REPUBLIKA.CO.ID, BAGHDAD -- Milisi yang didukung Iran menarik diri dari kompleks Kedutaan Besar Amerika Serikat (AS) di Baghdad, Irak pada Rabu (1/1). Meski bentrokan telah berakhir, ketegangan AS-Iran tetap tinggi dan dikhawatirkan dapat meluas menjadi kekerasan lebih lanjut.
Penarikan diri itu mengikuti seruan dari pemerintah dan para pemimpin senior milisi. Anjuran itu pun mengakhiri krisis dua hari yang ditandai dengan pelanggaran misi diplomatik AS terbesar dan salah satu yang paling dijaga ketat di dunia.
"Setelah mencapai tujuan yang dimaksud, kami keluar dari tempat ini dengan penuh kemenangan," kata seorang pendukung milisi Fadhil al-Gezzi.
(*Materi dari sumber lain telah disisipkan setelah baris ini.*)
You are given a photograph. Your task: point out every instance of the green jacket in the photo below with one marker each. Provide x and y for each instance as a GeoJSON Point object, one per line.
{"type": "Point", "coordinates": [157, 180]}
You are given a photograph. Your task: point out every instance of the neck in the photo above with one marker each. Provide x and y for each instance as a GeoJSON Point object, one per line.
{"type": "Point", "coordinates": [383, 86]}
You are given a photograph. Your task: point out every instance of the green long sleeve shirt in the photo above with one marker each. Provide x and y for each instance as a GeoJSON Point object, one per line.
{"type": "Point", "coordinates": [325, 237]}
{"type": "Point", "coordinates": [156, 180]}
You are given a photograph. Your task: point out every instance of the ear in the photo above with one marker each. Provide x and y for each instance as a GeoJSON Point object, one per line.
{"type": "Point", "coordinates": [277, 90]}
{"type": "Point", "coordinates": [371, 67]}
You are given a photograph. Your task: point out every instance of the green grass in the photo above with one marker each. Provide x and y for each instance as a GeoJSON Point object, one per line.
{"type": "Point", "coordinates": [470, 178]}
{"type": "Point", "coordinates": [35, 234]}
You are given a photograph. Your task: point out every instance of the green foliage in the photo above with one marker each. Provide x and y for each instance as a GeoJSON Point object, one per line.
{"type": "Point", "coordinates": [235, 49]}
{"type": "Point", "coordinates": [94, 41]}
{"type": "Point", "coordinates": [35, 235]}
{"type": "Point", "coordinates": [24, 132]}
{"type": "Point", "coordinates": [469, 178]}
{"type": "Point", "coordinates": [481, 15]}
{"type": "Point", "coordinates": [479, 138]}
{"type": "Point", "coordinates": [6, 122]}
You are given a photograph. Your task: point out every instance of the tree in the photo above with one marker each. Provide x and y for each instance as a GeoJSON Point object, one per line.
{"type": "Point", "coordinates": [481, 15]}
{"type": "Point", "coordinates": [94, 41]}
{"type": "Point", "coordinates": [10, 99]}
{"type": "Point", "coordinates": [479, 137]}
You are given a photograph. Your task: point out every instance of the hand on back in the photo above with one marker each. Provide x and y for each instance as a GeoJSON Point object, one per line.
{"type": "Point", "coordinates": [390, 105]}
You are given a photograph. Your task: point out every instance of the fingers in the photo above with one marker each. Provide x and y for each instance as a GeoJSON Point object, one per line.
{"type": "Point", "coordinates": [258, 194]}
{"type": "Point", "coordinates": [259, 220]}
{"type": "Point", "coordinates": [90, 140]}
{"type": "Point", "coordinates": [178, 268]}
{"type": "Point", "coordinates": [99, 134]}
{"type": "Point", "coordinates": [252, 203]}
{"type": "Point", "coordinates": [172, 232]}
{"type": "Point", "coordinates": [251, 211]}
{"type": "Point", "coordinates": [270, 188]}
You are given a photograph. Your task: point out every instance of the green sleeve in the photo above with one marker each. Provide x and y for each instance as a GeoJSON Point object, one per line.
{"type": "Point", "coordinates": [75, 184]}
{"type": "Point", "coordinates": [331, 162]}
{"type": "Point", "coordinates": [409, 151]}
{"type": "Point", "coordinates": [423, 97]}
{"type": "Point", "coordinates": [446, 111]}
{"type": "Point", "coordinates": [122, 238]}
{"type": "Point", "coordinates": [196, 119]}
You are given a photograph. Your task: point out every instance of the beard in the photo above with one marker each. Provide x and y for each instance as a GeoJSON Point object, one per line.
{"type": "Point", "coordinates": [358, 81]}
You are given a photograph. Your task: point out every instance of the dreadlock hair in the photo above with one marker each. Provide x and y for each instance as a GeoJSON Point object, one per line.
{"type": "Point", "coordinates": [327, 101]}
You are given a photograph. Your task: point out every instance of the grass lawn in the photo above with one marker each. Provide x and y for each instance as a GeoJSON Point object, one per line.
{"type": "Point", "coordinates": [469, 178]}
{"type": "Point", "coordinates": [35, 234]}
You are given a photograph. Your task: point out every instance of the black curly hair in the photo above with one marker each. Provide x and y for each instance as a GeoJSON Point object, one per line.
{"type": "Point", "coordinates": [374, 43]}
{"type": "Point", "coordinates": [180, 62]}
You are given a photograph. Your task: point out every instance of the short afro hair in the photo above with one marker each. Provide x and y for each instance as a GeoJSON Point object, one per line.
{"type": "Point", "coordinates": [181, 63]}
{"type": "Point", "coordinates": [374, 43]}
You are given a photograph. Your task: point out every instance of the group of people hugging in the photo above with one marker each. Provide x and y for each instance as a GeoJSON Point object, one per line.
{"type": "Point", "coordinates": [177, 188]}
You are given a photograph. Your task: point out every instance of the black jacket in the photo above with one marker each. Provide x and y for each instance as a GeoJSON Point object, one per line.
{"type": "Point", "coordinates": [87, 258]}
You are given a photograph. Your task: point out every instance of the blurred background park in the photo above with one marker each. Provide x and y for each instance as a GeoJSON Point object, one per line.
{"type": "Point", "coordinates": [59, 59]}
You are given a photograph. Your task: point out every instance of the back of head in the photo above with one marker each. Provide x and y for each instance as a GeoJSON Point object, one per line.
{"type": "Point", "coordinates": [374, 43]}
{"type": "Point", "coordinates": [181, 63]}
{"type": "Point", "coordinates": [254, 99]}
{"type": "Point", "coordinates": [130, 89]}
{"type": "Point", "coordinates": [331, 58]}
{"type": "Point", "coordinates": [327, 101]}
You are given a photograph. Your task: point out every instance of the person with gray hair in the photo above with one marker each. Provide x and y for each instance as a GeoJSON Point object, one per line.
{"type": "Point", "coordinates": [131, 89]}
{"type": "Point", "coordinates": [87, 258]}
Gezzi menilai, tanggapan AS terhadap demonstrasi yang dilakukan menunjukan kemenangan bagi mereka. Serangan yang dilakukan mendorong Pentagon untuk mengirim ratusan pasukan tambahan ke Timur Tengah dan Menteri Dalam Negeri AS Mike Pompeo menunda perjalanan Eropa dan Asia Tengah.
"Sebaliknya, ini menunjukkan kekalahan psikologis dan gangguan mental besar yang diderita pemerintah Amerika," kata juru bicara Kataeb Hizbollah Mohammed Mohy, sebelum menarik diri dari daerah tersebut.
Sebelum penarikan diri, ratusan anggota milisi dan pendukung masuk ke kompleks kedutaan. Mereka menghancurkan area penerimaan, menghancurkan jendela, dan menyemprotkan grafiti di dinding.
Para pengunjuk rasa pun mendirikan sebuah tenda. Mereka membakar area penerimaan dan melemparkan batu ke Marinir AS yang menjaga kompleks, yang merespons dengan gas air mata. Tidak ada yang cedera di kedua sisi dan tidak ada staf AS yang dievakuasi dari kompleks.
Demonstrasi yang berujung kekerasan itu dilakukan untuk memprotes serangan udara AS terhadap milisi yang didukung Iran pada akhir pekan. Serangan tersebut menewaskan 25 orang. Sedangkan AS menyalahkan milisi atas serangan roket ke pangkalan militer Irak di kota utara Kirkuk pekan lalu yang menewaskan seorang kontraktor AS.